Os dez colombianos estão recebendo treinamento para se tornarem auxiliares de
enfermagem, cuidadores e cozinheiros, o que afasta por ora a possibilidade de
deportação.
<><> Incentivos
à migração qualificada
Joachim Stamp, que
atua há quase dois anos como representante especial do governo alemão para
acordos migratórios, vem mantendo conversações com autoridades na capital
colombiana, Bogotá, nos últimos dias.
"Queremos
reduzir a migração irregular e permitir uma melhor gestão da migração de
trabalhadores", disse Stamp à DW. "Também já deixei claro
publicamente na imprensa colombiana que o caminho para o mercado de trabalho
alemão não passa pela lei de asilo, mas apenas pela migração ordenada de
trabalhadores qualificados".
Apenas 0,4% dos
colombianos que pedem asilo na Alemanha tem o pedido aceito, ou seja, um a cada
250. Apesar desse cenário, cada vez mais colombianos tentam se estabelecer na
Alemanha desta forma. Em 2018, 138 colombianos pediram asilo na Alemanha, já no
ano passado, foram 3.337.
Atualmente, 14 mil
colombianos que vivem na Alemanha estão empregados e contribuem para a
previdência social.
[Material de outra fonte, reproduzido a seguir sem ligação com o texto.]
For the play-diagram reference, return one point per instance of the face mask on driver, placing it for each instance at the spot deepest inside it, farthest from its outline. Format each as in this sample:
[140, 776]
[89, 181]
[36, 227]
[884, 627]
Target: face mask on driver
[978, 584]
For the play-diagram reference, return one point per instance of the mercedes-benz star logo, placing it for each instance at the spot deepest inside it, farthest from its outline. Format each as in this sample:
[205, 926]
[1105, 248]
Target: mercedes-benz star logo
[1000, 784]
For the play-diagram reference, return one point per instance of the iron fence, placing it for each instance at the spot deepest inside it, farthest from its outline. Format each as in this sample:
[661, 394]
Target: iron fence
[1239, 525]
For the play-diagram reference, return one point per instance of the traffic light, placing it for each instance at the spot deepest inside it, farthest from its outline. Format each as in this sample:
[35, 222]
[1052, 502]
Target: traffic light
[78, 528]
Há também 3.500 estudantes e cerca de 500 pesquisadores.
A Alemanha pretende
promover a migração qualificada regular e reduzir o número de pedidos em vão de
asilo através de parcerias com países como Colômbia, Geórgia, Uzbequistão,
Marrocos e Quênia, para evitar casos como o da casa de repouso com demência em
Wilstedt.
"É trágico
quando pessoas simpáticas e preparadas são exploradas por traficantes e
orientadas erroneamente para pedir asilo. Aparentemente, muitas delas são
propositalmente mal-informadas pelas estruturas do tráfico", diz Stamp.
"Os colombianos que querem vir para a Alemanha devem encontrar seu caminho
através do mercado de trabalho, e não dos alojamentos para refugiados."